Przypomnijmy: przed nimi 8,5 tys. kilometrów przez Europę, Maroko, Saharę Zachodnią, Mauretanię, Senegal (Dakar) do Gambii. Tam planują pożegnać się z mercedesem i wrócić do Polski samolotem.

Po artykule w "Pomorskiej"...

- Odezwali się do nas ludzie, którzy pokonali podobną trasę. Wiele cennych rad dostaliśmy od Łukasza Czapiewskiego z Kościerzyny.
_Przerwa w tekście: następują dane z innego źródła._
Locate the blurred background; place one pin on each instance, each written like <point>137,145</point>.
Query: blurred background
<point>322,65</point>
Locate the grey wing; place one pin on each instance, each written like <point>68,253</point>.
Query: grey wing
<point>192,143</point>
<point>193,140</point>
Dwa lata temu wybrał się z trzema kolegami do Afryki mercedesem 124. Doradzał, żeby nie jeździć nocą. Dwa auta chciały jego ekipę zepchnąć nocą z drogi, ale udało im się dotrzeć pod jednostkę wojskową, gdzie bezpiecznie przeczekali - relacjonuje Michał Lutrzykowski.
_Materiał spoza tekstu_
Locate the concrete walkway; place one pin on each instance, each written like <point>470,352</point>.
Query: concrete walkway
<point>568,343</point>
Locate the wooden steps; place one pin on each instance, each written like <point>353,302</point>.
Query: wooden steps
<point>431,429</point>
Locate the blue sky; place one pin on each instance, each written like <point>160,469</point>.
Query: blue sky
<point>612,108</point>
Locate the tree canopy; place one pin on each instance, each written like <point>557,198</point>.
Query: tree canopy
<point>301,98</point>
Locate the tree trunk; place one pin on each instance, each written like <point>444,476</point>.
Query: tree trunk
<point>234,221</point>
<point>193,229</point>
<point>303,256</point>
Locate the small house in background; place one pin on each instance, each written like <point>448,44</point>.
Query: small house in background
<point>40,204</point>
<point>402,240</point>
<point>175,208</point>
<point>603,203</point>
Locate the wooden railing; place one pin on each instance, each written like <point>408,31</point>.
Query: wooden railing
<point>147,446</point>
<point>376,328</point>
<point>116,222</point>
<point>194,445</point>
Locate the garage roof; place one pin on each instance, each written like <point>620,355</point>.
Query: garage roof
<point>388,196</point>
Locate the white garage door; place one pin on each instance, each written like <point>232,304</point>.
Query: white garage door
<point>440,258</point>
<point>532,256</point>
Ale nie tylko tego typu ataków się obawiają. - Wczoraj dowiedzieliśmy się, że Al-Kaida przyznała się do listopadowego uprowadzenia w Mauretanii trójki Hiszpanów, uczestników misji humanitarnej. Marta trochę się zdenerwowała, ale się nie poddajemy. Poza tym w tym samym czasie podobna trasą pojedzie Africa Race. Tak sobie wykalkulowaliśmy, że dzięki temu spada prawdopodobieństwo, że akurat nas porwą - z optymizmem dodaje muzyk.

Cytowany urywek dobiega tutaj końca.